Deborah Gold, Chief Executive at National AIDS Trust, said: “Twelve months on from the roll out of opt-out HIV and hepatitis testing in hospitals in London, Blackpool, Brighton and Manchester and the evidence is clear – it is working. This vital initiative is needed to diagnose the 4,400 people living with undiagnosed HIV across England. The programme is also finding people living with HIV from groups who are less likely to test anywhere else,including women, heterosexuals and those of Black ethnicities.Now they can receive the care they need and can expect improved health outcomes, while preventing the onward transmission of the virus. It’s also saving the NHS money through getting people onto treatment and reducing hospital admissions. Any further delay from the Government on expanding opt-out testing would mean missing the chance to diagnose hundreds of people – from Birmingham to Portsmouth, and Derby to Peterborough. We need to see this approach rolled out in all high prevalence areas to make sure every person has an equal chance of being diagnosed and accessing treatment.”

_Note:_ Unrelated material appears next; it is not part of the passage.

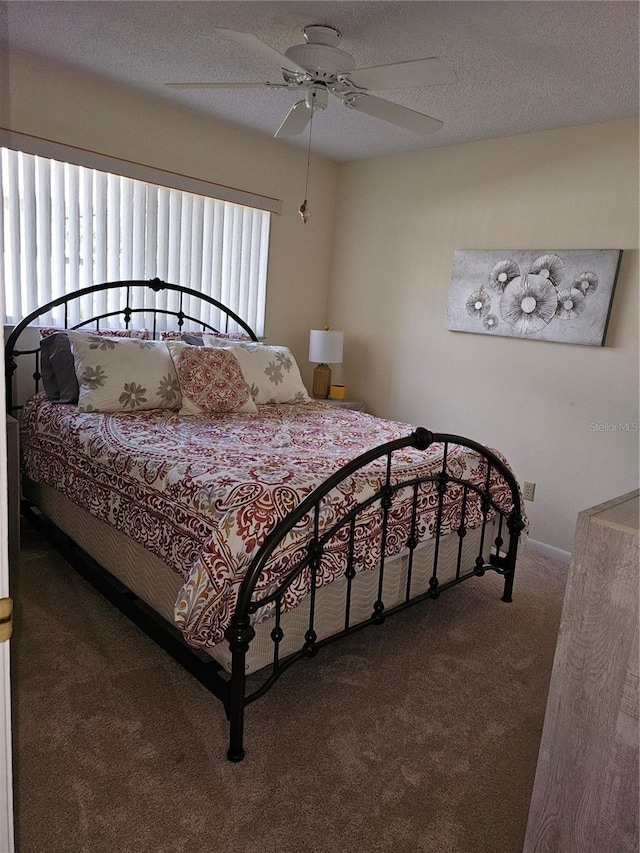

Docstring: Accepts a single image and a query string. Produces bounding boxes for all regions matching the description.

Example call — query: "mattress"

Pam Healy, Chief Executive at The British Liver Trust, said: “The data on the first year of opt-out HIV and hepatitis is absolute proof that this approach has not only saved the lives of people across the country living with undiagnosed hepatitis or HIV, but that it more than pays for itself in the process. But sadly the NHS data on opt-out testing exposes a postcode lottery of hepatitis diagnoses. Over 1,000 people have already been diagnosed with Hepatitis B in just four cities – imagine how many people we could find if opt-out testing is rolled out across the country.”